「鉄穴流し」と棚田の風景。たたら製鉄が生み出す景観

たたら製鉄操業によって作られるのは、

ケラ。
これを部位毎に分けて(大鍛冶)、日本刀や鉄器にトンテンカン(小鍛冶)。
ケラは、「かねへんに母」と書きます。
鉄のお母さん。
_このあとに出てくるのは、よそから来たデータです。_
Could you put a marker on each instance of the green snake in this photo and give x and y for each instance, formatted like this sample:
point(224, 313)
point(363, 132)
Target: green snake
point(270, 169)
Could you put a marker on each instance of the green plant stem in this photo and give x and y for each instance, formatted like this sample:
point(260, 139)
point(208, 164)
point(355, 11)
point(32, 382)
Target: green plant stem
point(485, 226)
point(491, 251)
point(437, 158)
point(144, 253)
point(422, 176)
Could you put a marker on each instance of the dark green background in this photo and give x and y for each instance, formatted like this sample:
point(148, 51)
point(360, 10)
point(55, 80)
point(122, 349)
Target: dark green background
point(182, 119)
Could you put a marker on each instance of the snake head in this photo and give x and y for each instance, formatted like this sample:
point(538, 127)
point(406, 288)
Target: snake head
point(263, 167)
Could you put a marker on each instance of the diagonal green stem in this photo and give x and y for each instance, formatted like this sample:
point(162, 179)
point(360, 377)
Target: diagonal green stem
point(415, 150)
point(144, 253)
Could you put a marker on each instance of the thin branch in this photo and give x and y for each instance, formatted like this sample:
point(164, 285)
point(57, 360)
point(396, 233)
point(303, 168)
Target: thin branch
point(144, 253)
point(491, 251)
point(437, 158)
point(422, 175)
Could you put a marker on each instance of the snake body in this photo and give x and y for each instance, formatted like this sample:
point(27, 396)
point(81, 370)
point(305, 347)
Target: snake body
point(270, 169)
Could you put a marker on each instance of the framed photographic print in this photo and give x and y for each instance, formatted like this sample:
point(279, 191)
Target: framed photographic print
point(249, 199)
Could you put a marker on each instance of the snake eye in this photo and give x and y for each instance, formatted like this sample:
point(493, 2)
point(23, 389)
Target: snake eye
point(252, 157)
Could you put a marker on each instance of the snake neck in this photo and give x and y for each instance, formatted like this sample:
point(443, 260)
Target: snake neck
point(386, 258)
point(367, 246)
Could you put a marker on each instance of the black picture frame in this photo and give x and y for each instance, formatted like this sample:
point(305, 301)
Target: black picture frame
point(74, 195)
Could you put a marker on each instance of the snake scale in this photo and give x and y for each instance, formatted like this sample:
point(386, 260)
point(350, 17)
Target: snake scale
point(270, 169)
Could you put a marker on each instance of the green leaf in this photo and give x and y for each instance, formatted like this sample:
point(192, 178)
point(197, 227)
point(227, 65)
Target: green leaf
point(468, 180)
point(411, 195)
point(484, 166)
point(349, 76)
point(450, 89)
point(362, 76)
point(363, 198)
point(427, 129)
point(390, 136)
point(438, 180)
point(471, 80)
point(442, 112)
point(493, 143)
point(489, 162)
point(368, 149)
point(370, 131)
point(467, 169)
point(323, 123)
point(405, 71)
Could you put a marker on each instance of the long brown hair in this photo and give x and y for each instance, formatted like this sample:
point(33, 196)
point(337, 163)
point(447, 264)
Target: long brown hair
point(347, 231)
まさにこれ。

たたら製鉄の材料は、砂鉄。
滋賀県に数十箇所分布する古代製鉄遺跡では「鉄鉱石」を用いていますが、時代が下り中国山地で盛んに行われたたたら製鉄操業では、砂鉄を原料とします。

この砂鉄、どこから来たのかな?
【砂鉄の種類】
砂鉄は、主に花崗岩などの岩石の中に含まれます。

砂鉄の採集場に残ってました。
砂鉄は採集する場所によって、山砂鉄、川砂鉄、海砂鉄があり。
①山砂鉄
風化した花崗岩系の山を崩して採取するのが、山砂鉄。
たたら製鉄操業では主に山砂鉄を用います。
②川砂鉄
山砂鉄が河川に流入し、下流域に堆積したものを採取するのが川砂鉄。

浅い下流域で作業するので、船底が平ら。
③海砂鉄
川からさらに海へ出た砂鉄は海浜に打ち上げられて砂浜のように堆積。
これを採取するのが海砂鉄。
【砂鉄をとりましょ、お山から~♪】

奥出雲をドライブすると、棚田が連続。

これは熊野古道の近くの、丸山千枚田(三重県)。
平地の少ない山間部で見られる棚田は、一枚ずつが細かいですが、
ごく最近に整地されたように大きな田んぼが丘陵一帯に広がります。
この奥出雲の風景を作り出したのが、たたら。
《山砂鉄の採取方法》

風化した軟質花崗岩などが露出する山。

風化してるので、サクサクと切り崩す事が出来ます。

山砂鉄の山土に対する含有量は、0.5~10%程度。
山の上に貯水池を作り、

切り崩した山土を、水路(走りまたは井出)に流し込むと

押し流される間に土砂は破砕されて土砂と砂鉄が分離

分離された砂鉄は下場(洗場、本場)の砂溜まりに堆積。

さらに選鉱場で土砂と砂鉄を分離。
この山砂鉄の「採取」と「選鉱(洗鉱)」を「鉄穴(かんな)流し」といいます。
慶長年間に出雲に入った堀尾吉晴が慶長15年(1610)斐伊川上流での鉄穴流しを禁止しており(日立金属『たたらの歴史』)、これ以前から行われていたことがわかります。
最盛期は18世紀中頃。
幕末期の記録『芸藩通志』『日本山海名物図会』『鉄山秘書』等に残っており(和鋼博物館『鉄穴流し』)、これは同時に奥出雲でのたたら製鉄の発展時期と重なります。
しかし、下流域では。
膨大な土砂が下流に沈殿し、川床が上がり天井川となり洪水発生。
また、鉄穴流しに用いる水は農業でも灌漑に必要。
河水の汚濁により潅漑ができなくなる。
このため、鉄山師と農民との間で争いが起こり、藩命による鉄穴流し禁止令がしばしば出されることに。
よって、砂鉄の採集は普通秋の彼岸から春の彼岸までの「冬場の農閑期」に限って行われました。
「奥出雲のたたらと棚田の文化的景観」
鉄穴流しの跡地や、土砂流出によって膨大な土砂が下流に堆積して生じた平地は田畑として耕作され、山内(さんない:たたら集団の集落)の食糧の一部を補いました。今日、中国山地で棚田として残っているものはこのようにして形成されたものが多いのです。(和鋼博物館)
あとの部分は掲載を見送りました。